Input More In Depth

How cin Sees the World

cin has a fairly simple view of the world. characters enter its world from the keyboard (typed by the user) and leave to enter the program in some form. Sometimes the characters are to stay characters. Most times, however, they are to be translated into numeric values. For all this to work, cin has three basic structures: a buffer of characters, a position within that buffer, and an accumulator to build numeric values from characters.

The buffer is a sequence of characters which is retrieved from the 'boat' each time the user hits <Enter>. When that happens, the position is set to the first character the user typed. The accumulator is only used when the extraction is for a numeric type (double, short, etc.).

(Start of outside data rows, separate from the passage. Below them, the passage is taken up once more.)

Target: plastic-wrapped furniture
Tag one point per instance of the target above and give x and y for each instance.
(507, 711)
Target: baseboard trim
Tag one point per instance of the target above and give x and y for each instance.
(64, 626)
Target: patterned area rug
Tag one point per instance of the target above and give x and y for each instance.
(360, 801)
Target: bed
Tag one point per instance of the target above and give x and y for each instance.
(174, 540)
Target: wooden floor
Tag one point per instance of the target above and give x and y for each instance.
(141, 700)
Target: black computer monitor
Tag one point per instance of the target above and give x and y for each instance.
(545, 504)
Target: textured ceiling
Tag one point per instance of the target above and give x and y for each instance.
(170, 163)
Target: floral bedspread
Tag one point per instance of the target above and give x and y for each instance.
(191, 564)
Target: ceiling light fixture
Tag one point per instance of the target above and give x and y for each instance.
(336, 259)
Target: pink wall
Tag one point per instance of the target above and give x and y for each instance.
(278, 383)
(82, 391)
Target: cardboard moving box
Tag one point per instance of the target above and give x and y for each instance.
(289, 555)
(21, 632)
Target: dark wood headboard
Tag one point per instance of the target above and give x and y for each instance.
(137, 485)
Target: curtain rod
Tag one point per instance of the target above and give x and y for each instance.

Let's look at a couple of situations:

    cin Statement           User Types    buffer                 position
   ----------------------------------------------------------------------
    cin >> c1                ant           'a','n','t','\n'       0
        >> c2
        >> c3;
   ----------------------------------------------------------------------
    cin >> num;              42            '4','2','\n'           0
   ----------------------------------------------------------------------
    cin >> flNum;            3.4           '3','.','4','\n'       0

Note how each example's buffer ends in a new-line character. This represents the user having typed Enter to end their input. Also note that the starting position is 0. This is the computer's way of saying, "I'm 0 positions away from the beginning of the buffer." So the first character of input is actually in position 0. The second is in position 1. Etc.

In the first situation, cin sees that it is reading 3 char values (although it actually just sees this one char at a time). It will perform the following actions:

    extracting c1 (char):     buffer at position:  'a'
                              store 'a' in c1
                              increment position:  1
    extracting c2 (char):     buffer at position:  'n'
                              store 'n' in c2
                              increment position:  2
    extracting c3 (char):     buffer at position:  't'
                              store 't' in c3
                              increment position:  3

Each time a char is read, the position advances to remove that char from further consideration.

Let's look at the second situation, where we are reading an integer-typed number:

    extracting num (short):   reset accumulator:        0
                              in buffer at position:    '4'
                              change '4' to 4
                              shift accumulator by 10:  0
                              add 4 to accumulator:     4
                              increment position:       1
                              in buffer at position:    '2'
                              change '2' to 2
                              shift accumulator by 10:  40
                              add 2 to accumulator:     42
                              increment position:       2
                              in buffer at position:    '\n'
                              store accumulator to num: 42

This one was much more complicated! However, the basic idea is that cin reads digit by digit until it reaches something that is not a digit — the '\n' here. At each character, it changes the digit to a number (more on that later) and adds it to the accumulator after multiplying the current value by 10 (to represent the positions within the base 10 number it is reading).

The process on the third example is similar, but when it reaches the '.', it begins to count places and then shift back at the end. (This is one way...others abound. Perhaps you could work out a couple of approaches to increase your understanding.)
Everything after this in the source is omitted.